核心思路:本文的核心思路是将链式思考(Chain-of-Thought, CoT)引入到多模态奖励模型中,使模型能够像人类一样,逐步地、多维度地进行推理,从而更准确地评估视觉任务的奖励。通过强化学习,鼓励模型探索不同的推理路径,并优化得到正确且鲁棒的解决方案。

技术框架:UnifiedReward-Think的整体框架包含三个主要阶段:1) CoT蒸馏:使用少量图像生成偏好数据,从GPT-4o中蒸馏出CoT推理的格式和结构,作为模型的冷启动。2) 大规模数据推理激发:利用大规模统一多模态偏好数据,激发模型在各种视觉任务中的推理过程,并保留正确的推理输出用于后续的拒绝采样。3) GRPO强化微调:使用预测错误的样本,通过Group Relative Policy Optimization (GRPO) 进行强化微调,使模型能够探索不同的推理路径,并优化得到正确且鲁棒的解决方案。

关键创新:该论文的关键创新在于:1) 提出了第一个统一的多模态CoT奖励模型,能够进行多维度、逐步的长链推理。2) 采用探索驱动的强化微调方法,有效地激发了模型的潜在复杂推理能力。3) 将CoT推理与强化学习相结合,使模型能够探索不同的推理路径,并优化得到更鲁棒的解决方案。

关键设计:在CoT蒸馏阶段,使用了少量高质量的图像生成偏好数据,确保模型能够学习到正确的CoT推理格式。在大规模数据推理激发阶段,构建了统一的多模态偏好数据集,覆盖了各种视觉任务。在GRPO强化微调阶段,使用了Group Relative Policy Optimization算法,鼓励模型探索不同的推理路径,并优化得到更鲁棒的解决方案。具体的参数设置和网络结构细节在论文中未详细说明,属于未知信息。

🖼️ 关键图片

fig_0
fig_1
fig_2

📊 实验亮点

实验结果表明,UnifiedReward-Think在各种视觉奖励任务上都取得了显著的性能提升。

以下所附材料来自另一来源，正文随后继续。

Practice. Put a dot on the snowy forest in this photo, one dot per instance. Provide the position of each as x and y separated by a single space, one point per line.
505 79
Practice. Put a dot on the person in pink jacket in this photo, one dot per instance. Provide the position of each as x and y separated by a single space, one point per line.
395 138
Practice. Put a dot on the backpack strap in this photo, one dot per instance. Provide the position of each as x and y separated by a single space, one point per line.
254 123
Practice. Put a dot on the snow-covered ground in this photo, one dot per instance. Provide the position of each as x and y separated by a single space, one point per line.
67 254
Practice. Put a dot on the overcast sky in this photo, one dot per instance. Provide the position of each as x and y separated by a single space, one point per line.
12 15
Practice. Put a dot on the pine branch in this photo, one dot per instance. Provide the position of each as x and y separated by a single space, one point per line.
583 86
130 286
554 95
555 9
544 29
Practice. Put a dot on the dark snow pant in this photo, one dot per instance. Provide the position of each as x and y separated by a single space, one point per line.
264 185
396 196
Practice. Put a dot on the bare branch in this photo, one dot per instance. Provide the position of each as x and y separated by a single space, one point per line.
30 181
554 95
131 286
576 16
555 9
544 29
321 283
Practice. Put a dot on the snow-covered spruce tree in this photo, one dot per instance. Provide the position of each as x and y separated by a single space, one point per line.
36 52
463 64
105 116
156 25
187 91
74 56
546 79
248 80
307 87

具体的数据和对比基线在摘要中未提及,属于未知信息。但论文强调了该模型在提供更准确和鲁棒的奖励信号方面的优越性。

🎯 应用场景

该研究成果可广泛应用于视觉模型的对齐和优化,例如图像生成、视觉问答、目标检测等领域。通过提供更准确和鲁棒的奖励信号,可以提升视觉模型与人类偏好的一致性,从而改善用户体验,并推动人工智能在视觉领域的应用。

📄 摘要(原文)

Recent advances in multimodal Reward Models (RMs) have shown significant promise in delivering reward signals to align vision models with human preferences. However, current RMs are generally restricted to providing direct responses or engaging in shallow reasoning processes with limited depth, often leading to inaccurate reward signals. We posit that incorporating explicit long chains of thought (CoT) into the reward reasoning process can significantly strengthen their reliability and robustness. Furthermore, we believe that once RMs internalize CoT reasoning, their direct response accuracy can also be improved through implicit reasoning capabilities. To this end, this paper proposes UnifiedReward-Think, the first unified multimodal CoT-based reward model, capable of multi-dimensional, step-by-step long-chain reasoning for both visual understanding and generation reward tasks. Specifically, we adopt an exploration-driven reinforcement fine-tuning approach to elicit and incentivize the model's latent complex reasoning ability: (1) We first use a small amount of image generation preference data to distill the reasoning process of GPT-4o, which is then used for the model's cold start to learn the format and structure of CoT reasoning. (2) Subsequently, by leveraging the model's prior knowledge and generalization capabilities, we prepare large-scale unified multimodal preference data to elicit the model's reasoning process across various vision tasks. During this phase, correct reasoning outputs are retained for rejection sampling to refine the model (3) while incorrect predicted samples are finally used for Group Relative Policy Optimization (GRPO) based reinforcement fine-tuning, enabling the model to explore diverse reasoning paths and optimize for correct and robust solutions. Extensive experiments across various vision reward tasks demonstrate the superiority of our model.